KARMAZINAITĖ, SABINA, KLAUDIJUS MANIOKAS, and DARIUS ŽERUOLIS. 2015. “10 YEARS OF LITHUANIA IN THE EU: HIGH EXPECTATIONS, LOW TRANSFORMATION?”. Politologija 76 (4): 40-91. https://doi.org/10.15388/Polit.2014.76.4875.

Abstract

The subject of this article is changes in Lithuania during the EU membership
period and the perception of them in the eyes of the elite and Lithuanian society. Therefore, in the first section the goal is to overview the main general changes in economics, society, and governance in 2004–2014 using various indicators and indexes. Although they reveal evident progress in economic convergence with the EU countries, also a higher level of tertiary education attainment, and longer healthy life years, they also show stagnation in long-term structural changes.

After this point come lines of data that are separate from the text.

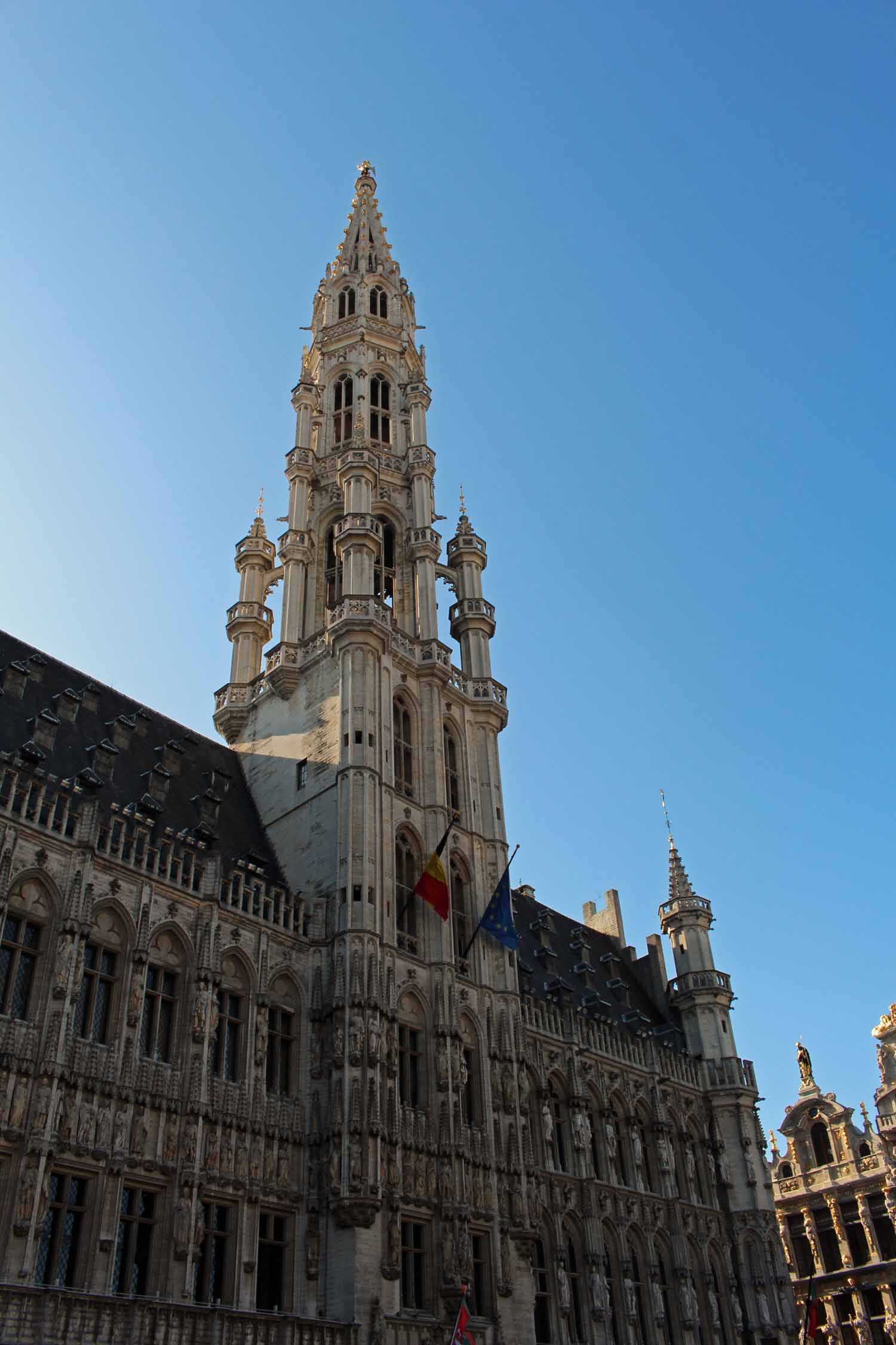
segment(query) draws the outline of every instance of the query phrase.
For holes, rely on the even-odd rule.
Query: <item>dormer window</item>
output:
[[[392,443],[392,417],[390,385],[380,374],[371,378],[371,438],[380,444]]]
[[[355,293],[355,291],[352,291]],[[333,383],[333,443],[347,444],[352,437],[352,406],[355,383],[351,374],[343,374]]]

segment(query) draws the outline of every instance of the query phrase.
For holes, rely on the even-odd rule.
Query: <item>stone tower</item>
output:
[[[231,681],[215,713],[316,943],[310,1127],[320,1149],[310,1157],[325,1176],[309,1208],[330,1220],[316,1307],[348,1319],[383,1295],[380,1267],[386,1311],[398,1306],[388,1274],[398,1274],[404,1225],[396,1210],[392,1227],[380,1194],[398,1162],[391,1141],[422,1127],[434,1153],[462,1123],[465,1104],[451,1100],[465,1072],[455,976],[467,982],[465,998],[473,985],[516,990],[512,959],[482,947],[489,940],[461,962],[506,863],[497,748],[506,709],[492,678],[486,547],[462,506],[442,560],[414,295],[386,241],[373,169],[359,167],[293,389],[287,527],[277,554],[261,516],[236,546]],[[262,666],[273,628],[265,603],[281,581],[279,639]],[[439,639],[439,581],[455,597],[459,667]],[[412,888],[451,816],[443,923]],[[497,1022],[490,994],[489,1003]],[[398,1036],[416,1040],[414,1030],[445,1038],[441,1116],[416,1114],[416,1085],[399,1077]]]
[[[756,1110],[759,1089],[752,1063],[737,1054],[729,1017],[735,998],[731,976],[715,964],[712,904],[695,893],[672,835],[669,900],[660,907],[660,921],[676,964],[668,986],[669,1005],[681,1017],[688,1050],[704,1061],[719,1177],[737,1229],[737,1271],[742,1283],[759,1286],[768,1278],[774,1287],[776,1302],[768,1301],[766,1284],[755,1297],[756,1326],[770,1330],[775,1321],[791,1322],[793,1306],[782,1250],[770,1236],[775,1215],[766,1137]],[[759,1237],[751,1239],[751,1231]],[[767,1248],[772,1248],[771,1254]]]

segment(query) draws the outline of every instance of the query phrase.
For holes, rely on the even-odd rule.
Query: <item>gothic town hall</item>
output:
[[[486,543],[434,529],[359,171],[285,531],[236,543],[224,741],[0,636],[0,1340],[442,1345],[466,1283],[477,1345],[783,1342],[754,1068],[672,839],[672,979],[615,892],[579,923],[520,886],[519,951],[467,952],[508,859]],[[454,814],[443,921],[412,889]]]

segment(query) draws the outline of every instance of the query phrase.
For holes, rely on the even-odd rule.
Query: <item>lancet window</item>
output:
[[[333,383],[333,444],[347,444],[351,440],[353,405],[355,382],[352,375],[340,374]]]
[[[392,395],[382,374],[371,378],[371,438],[380,444],[392,443]]]

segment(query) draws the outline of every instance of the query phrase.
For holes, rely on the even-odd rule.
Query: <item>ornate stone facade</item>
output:
[[[192,1341],[219,1301],[222,1341],[435,1345],[466,1283],[478,1345],[782,1342],[756,1083],[674,845],[672,981],[613,892],[579,924],[517,888],[519,954],[467,947],[506,693],[384,233],[364,164],[286,531],[259,508],[236,547],[230,746],[0,646],[0,1336]],[[443,923],[412,888],[450,820]]]
[[[818,1338],[837,1345],[896,1341],[896,1005],[872,1036],[877,1130],[864,1103],[860,1128],[852,1107],[822,1093],[798,1042],[799,1093],[780,1126],[783,1154],[772,1132],[775,1210],[801,1319],[813,1276]]]

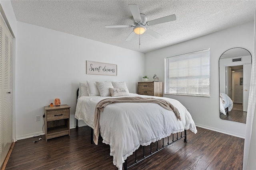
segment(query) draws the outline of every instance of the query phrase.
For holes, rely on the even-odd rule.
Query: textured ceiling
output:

Further, public policy development analysis states that despite the fact that after accession in 2004 there were opportunities to nationalize public policy agenda, it was still dominated by the EU related questions. Moreover, in comparison to pre-accession period, changes in public policy in Lithuania later were far lower. In the second section of the article the goal is to compare attitudes towards changes between Lithuanian elite members and Lithuanian society. Analysed data of the Lithuanian political elite survey showed that Lithuanian elite sees the biggest positive change during the period of 2004–2014 in public management and in implementing equal application of law principle. However, the article argues that Lithuanian society tends to evaluate the same changes rather differently and its attitudes are more pessimistic. Therefore, based on process tracing methodology, the authors explain how unfulfilled high economic expectations contributed to distrust of political institutions, high perception of corruption, low turnout, and migration. In addition, it is also argued that financial support of the EU stimulated state capture initiatives and corruption in Lithuania which also contributed to the pessimistic evaluations of changes by society.